I walk around the apartment with my sunglasses on, wrapped in a filthy blanket. With the sunglasses and the essential earplugs, I strive to avoid every source of sound or light, which is not always that simple. The apartment is cluttered with all kinds of gadgets for emitting TV programs and lights of different frequencies that switch on every time a different room is entered. My stitches have already ripped open twice, because I was startled, so I spent most of my time in the basement. On top of this, I had to try not to offend the butler-nurse; which was far from a simple task.
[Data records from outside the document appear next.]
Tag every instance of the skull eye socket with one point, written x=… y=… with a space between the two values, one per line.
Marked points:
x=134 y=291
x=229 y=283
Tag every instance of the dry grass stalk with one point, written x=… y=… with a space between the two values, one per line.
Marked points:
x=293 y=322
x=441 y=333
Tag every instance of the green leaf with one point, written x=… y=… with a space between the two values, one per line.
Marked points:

I don’t really know what to do. Nor whether to think at all. I wasn’t exactly in any danger of committing suicide as a result of those disturbing thoughts, but it was difficult. Still. I find it hard to shape my words. I’m afraid that things that recently occurred will quickly slip my mind. It’s a good thing that I can still type this with two fingers…
§ § § § §
Where was I…
… I remember that, soon after I met Lucius in the Waiting Room, a real swarm of ethereal bores formed around us. Those were the spirits of the people who wronged unintentionally, or sustained themselves from doing wrong only out of sheer vanity. In one word, the unfulfilled. Or in other words, the offended. All of them were waiting for some ‘stupid administrative mistake’ to be put right. My remark, that in that case they were in fact in the right place, the Waiting Room, wasn’t exactly met with a cheer. As the only official who visited the Waiting Room, fairly regularly, was the Ferryman, they were trying to get him to fix their issues. They ignored me. Sometimes they would cast a disapproving glance towards Lucius, but he remained standing on my left, quietly. He was being my guardian, I guess. Or he had nothing better to do.
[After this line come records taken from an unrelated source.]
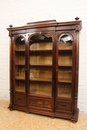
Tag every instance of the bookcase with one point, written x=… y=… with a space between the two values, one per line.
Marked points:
x=44 y=66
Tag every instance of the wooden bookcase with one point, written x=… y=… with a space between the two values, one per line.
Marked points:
x=44 y=68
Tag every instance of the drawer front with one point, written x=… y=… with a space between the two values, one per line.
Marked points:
x=40 y=103
x=20 y=99
x=64 y=106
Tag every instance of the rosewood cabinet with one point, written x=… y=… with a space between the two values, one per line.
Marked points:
x=44 y=61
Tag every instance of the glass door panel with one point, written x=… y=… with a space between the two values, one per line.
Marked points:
x=65 y=47
x=40 y=65
x=19 y=64
x=65 y=75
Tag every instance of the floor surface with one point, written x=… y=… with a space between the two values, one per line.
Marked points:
x=17 y=120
“Say, Lucius, what are you doing here?”
“Just like everyone else, they didn’t know what to do with me—”
The ancient mutt would keep watch while his master had his nightly visits with a young Vestal Virgin, as a result of which they could both have ended up buried alive. But they hadn’t, thanks to Lucius’ faithfulness.
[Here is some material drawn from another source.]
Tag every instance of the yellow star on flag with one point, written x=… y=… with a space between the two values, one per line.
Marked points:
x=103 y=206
The master knew that it was best that no one else knew anything, except for the dog. Lucius was sure that the goddess Vesta would forgive everything, since his master’s feelings were honest and pure. They had dated since childhood, even before her parents promised her to the Temple. This went on until both of the Luciuses died in battle, after which both of them got what was coming to them.
“So where is your master now?”
“The floor above. The Vestal Virgin pulled some strings—”
He put his head down. I stroked it.
“That’s human gratitude for you—” I began, but stopped, so as not to add insult to injury.
There were also those who, although with the best of intentions, accidentally got involved in certain activities that ended up hurting their loved ones. For example, there was one old man who, in an attempt to protect his daughter from his abusive son-in-law, performed a nice little ritual of sympathetic magic, as a result of which the bully suddenly died. The daughter was so unhappy after her husband’s death that she began doing the drug of oblivion, the popular D2O, and ended up on the street. The old man was deeply hurt, and soon died of heart problems, but not even in this enlightened condition could he understand why the death of a man, who abused her constantly for five years, had hurt her so badly. I guess what was flowing out of his eyes was that salty water, called tears.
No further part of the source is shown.